The 2010 Forester has a roomy interior that's good enough for four full-size adults, with the capability to fit three across in back in a pinch. The backseat folds flat, and the Forester has a lower cargo floor than some of the other vehicles in this class, lending a roomier feel and easier loading.
Cars.com points out the upgraded finishes in the cabin, calling the interior quality “good, if occasionally inconsistent...If you like silver plastic, your day has come.” But they complain about the “large floor hump [that] crowds foot room,” while “the CR-V and RAV4 have virtually flat floors.”
Taking a closer look at its interior, most reviewers are happy with the amount of space. “Front-seat passengers enjoy plenty of leg- and headroom,” Edmunds.com reports, while “the rear seat has far more legroom as well, and the doors open to nearly 75 degrees.” Popular Mechanics disagrees with that number, saying that “the rear doors finally open a full 90 degrees.” They also note that a redesigned rear suspension setup “allows for a flatter cargo area” that can haul 4,590 granola bars—which TheCarConnection.com’s editors witnessed in person at a recent press event. “A side benefit from that new rear suspension is a smoother, more controlled ride,” Car and Driver adds.

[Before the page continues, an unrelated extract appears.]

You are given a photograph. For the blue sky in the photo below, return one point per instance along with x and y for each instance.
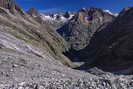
(74, 5)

One feature that most would miss brings one of the vehicle’s biggest benefits. First seen on the 2009 model, the 2010 Subaru Forester also gets side windows with their own frames. While this may appear insignificant, Road & Track observes that the 2010 Subaru Forester is “much quieter inside, thanks in part to door windows that now have their own outer frames.” Cars.com says, “It's not as quiet as a Honda CR-V, but it's a distinct improvement over the previous Forester,” while Automobile Magazine agrees that “the car seems a lot quieter on the freeway.”
Another plus: The Forester has 8.7 inches of ground clearance—especially useful for negotiating deep snow or climbing up a modest trail to a camping spot.